We will continue discussing pandas, but now we will be primarily focused on visualization. 

### Time data.

Dealing with time data is generally tricky. There are 
- timezones
- daylight savings
- bizarre formatting
- inconsistent numbers (months have 28, 29, 30, 31 days)

Moreover, time data is often not just a number (e.g. like an integer).

A common Python package for dealing with time data is `datetime`. 

`pandas` has tools to deal with time data.

Often one needs to give pandas a hint at how time data is formatted, and then pandas can reformat however is required. 

There are four basic styles (taken directly from pandas doc referenced below):
1. Date times: A specific date and time with timezone support. Similar to `datetime.datetime` from the standard library.
2. Time deltas: An absolute time duration. Similar to `datetime.timedelta` from the standard library.
3. Time spans: A span of time defined by a point in time and its associated frequency.
4. Date offsets: A relative time duration that respects calendar arithmetic. Similar to `dateutil.relativedelta.relativedelta` from the `dateutil` package.

If you want to be overwhelmed by all that pandas can do with time data:

[check this out](https://pandas.pydata.org/docs/user_guide/timeseries.html).

In [None]:
import pandas as pd

We will look at the publicly available [HPSC's Covid-19 county data](https://data.gov.ie/dataset/covid-19-hpsc-county-statistics-historic-data1).

In [None]:
df = pd.read_csv(
	"data/COVID-19_HPSC_County_Statistics_Historic_Data.csv", 
	index_col='TimeStamp', parse_dates=True
)
df.head()

Let's split off two counties.

[Recall that `query` defaults to making a copy while slicing defaults to a view.]

In [None]:
df_gal = df.query("CountyName == 'Galway'")
df_gal.head()

In [None]:
df_gal["ConfirmedCovidCases"]

In [None]:
_ = df_gal["ConfirmedCovidCases"].plot()

Note that `pandas` already knows how to interpret the time data.

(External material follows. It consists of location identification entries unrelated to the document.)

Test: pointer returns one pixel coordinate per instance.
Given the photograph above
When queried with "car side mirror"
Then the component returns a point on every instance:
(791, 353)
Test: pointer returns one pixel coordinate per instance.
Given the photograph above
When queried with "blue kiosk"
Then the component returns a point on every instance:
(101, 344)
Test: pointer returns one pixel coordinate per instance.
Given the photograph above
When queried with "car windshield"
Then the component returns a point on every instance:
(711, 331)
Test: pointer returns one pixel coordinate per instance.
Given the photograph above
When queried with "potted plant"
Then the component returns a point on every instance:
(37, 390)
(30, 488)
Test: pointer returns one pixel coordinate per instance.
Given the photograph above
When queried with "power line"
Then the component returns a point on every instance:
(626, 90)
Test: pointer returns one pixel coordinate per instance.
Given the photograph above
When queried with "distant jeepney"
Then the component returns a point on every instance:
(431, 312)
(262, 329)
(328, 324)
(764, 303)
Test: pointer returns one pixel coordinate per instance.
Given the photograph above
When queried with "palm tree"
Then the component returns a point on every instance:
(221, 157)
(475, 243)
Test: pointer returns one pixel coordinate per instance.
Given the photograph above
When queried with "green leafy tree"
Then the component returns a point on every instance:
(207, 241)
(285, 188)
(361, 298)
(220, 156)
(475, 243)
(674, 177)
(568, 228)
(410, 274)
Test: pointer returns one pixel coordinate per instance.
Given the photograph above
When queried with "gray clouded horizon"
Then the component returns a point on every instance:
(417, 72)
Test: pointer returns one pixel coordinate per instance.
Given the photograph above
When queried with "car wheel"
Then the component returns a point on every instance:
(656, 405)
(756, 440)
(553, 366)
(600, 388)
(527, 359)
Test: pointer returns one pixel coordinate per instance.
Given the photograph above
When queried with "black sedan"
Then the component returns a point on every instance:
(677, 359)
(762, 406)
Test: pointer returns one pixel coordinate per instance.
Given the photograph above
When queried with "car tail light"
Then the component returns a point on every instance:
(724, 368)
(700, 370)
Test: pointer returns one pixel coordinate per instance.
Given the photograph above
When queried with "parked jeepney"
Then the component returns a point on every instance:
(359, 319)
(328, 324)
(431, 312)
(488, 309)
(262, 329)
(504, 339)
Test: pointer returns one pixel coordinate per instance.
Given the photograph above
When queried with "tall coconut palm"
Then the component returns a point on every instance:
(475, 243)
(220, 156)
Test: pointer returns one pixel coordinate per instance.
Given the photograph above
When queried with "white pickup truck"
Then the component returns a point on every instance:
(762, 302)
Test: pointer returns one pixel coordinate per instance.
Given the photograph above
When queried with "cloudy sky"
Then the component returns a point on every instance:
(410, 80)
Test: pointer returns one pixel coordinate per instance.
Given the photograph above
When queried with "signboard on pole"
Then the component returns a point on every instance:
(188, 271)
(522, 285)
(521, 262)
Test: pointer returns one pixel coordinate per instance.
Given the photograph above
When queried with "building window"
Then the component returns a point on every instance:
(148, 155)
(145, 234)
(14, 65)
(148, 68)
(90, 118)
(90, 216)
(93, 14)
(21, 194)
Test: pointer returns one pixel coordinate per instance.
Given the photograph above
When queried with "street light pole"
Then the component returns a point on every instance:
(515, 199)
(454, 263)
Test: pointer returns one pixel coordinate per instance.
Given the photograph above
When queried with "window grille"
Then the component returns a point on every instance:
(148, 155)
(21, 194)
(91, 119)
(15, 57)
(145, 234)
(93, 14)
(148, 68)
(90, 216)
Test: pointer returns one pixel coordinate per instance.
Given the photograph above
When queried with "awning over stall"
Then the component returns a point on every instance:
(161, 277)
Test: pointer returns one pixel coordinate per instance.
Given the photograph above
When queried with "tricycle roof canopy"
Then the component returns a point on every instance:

We can plot two counties manually

In [None]:
df_don = df.query("CountyName == 'Donegal'")
df_don.head()

In [None]:
gal_v_don = pd.DataFrame({
	"Galway": df_gal["ConfirmedCovidCases"], 
	"Donegal": df_don["ConfirmedCovidCases"]
})
gal_v_don.head()

In [None]:
_ = gal_v_don.plot()

We can view specific years by accessing the `dt` attribute from the datetime data.

In [None]:
_ = gal_v_don.query("TimeStamp.dt.year == 2020").plot()

Cumulative data is nice, but the daily values are where the real drama is found!

We can use `diff` to take consecutive differences of our DataFrame. 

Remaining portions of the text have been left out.